Access PI Library Tables
Feature request
Abstract
It would be great to be able to access Tables from an Asset Framework using PIconnect. I'm not sure if this is directly relevant to the way PIconnect uses the SDK, but something like this: https://pisquare.osisoft.com/s/question/0D51I00004UHiLGSA1/working-with-tables-using-the-pi-af-sdk.
Motivation and summary
Sometimes metadata relevant for PI data are stored in AF Tables. It would be great to be able to access them with PIconnect.
Suggested solution
See https://pisquare.osisoft.com/s/question/0D51I00004UHiLGSA1/working-with-tables-using-the-pi-af-sdk. There's also the Web API, but maybe that isn't relevant? https://docs.aveva.com/bundle/pi-web-api-reference/page/help/controllers/table/actions/getdata.html
Rejected options
I think a custom function using the Web API (last link above) would work as an alternative.
this would certainly be a great addition to the package, I sometimes use these tables as well.

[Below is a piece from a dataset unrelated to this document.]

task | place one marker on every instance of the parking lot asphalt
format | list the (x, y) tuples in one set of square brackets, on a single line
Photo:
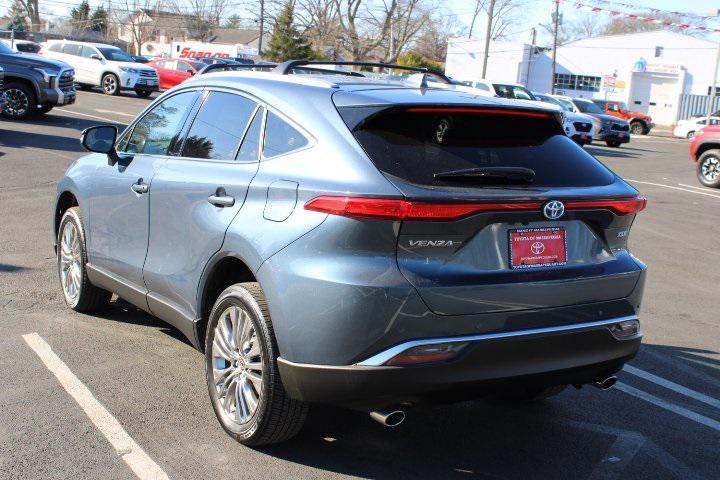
[(661, 421)]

It is relatively simple to add, as the following code snippet shows:
import PIconnect as PI
table_name = 'TableName'
with PI.PIAFDatabase() as db:
table = db.database.Tables.get_Item(table_name) # type: ignore
columns = [col.ColumnName for col in table.Table.Columns]
data = pd.DataFrame(
[{col: row[col] for col in columns} for row in table.Table.Rows]
)
For now you could also use the following function in your code to make your code a little cleaner:
import pandas as pd
import PIconnect as PI
def download_library_table(db: PI.PIAFDatabase, table_name: str) -> pd.DataFrame:
table = db.database.Tables.get_Item(table_name) # type: ignore
columns = [col.ColumnName for col in table.Table.Columns]
return pd.DataFrame(
[{col: row[col] for col in columns} for row in table.Table.Rows]
)
and then use it as
with PI.PIAFDatabase() as db:
table_data = download_library_table(db, table_name)
Thanks!
I think this:
table = db.database.Tables.get_Item("REDACTED") # type: ignore
should be:
table = db.database.Tables.get_Item(table_name)
So, I ended up with:
import pandas as pd
import PIconnect as PI
def download_library_table(db: PI.PIAFDatabase, table_name: str) -> pd.DataFrame:
table = db.database.Tables.get_Item(table_name)
columns = [col.ColumnName for col in table.Table.Columns]
return pd.DataFrame(
[{col: row[col] for col in columns} for row in table.Table.Rows]
)
and I use it like:
table_name='ExampleTableName' # <-- change this
af_server_name = 'ExampleServerName' # <-- change this
with PI.PIAFDatabase(af_server_name) as db:
table_data = download_library_table(db, table_name)
table_data.head() # preview table
[edit - I removed print(database.server_name), which had been left in by accident]
I'm sorry, copy-paste error.. I fixed my post :-)
I added a tables property to the PIAFDatabase class, that provides this functionality directly.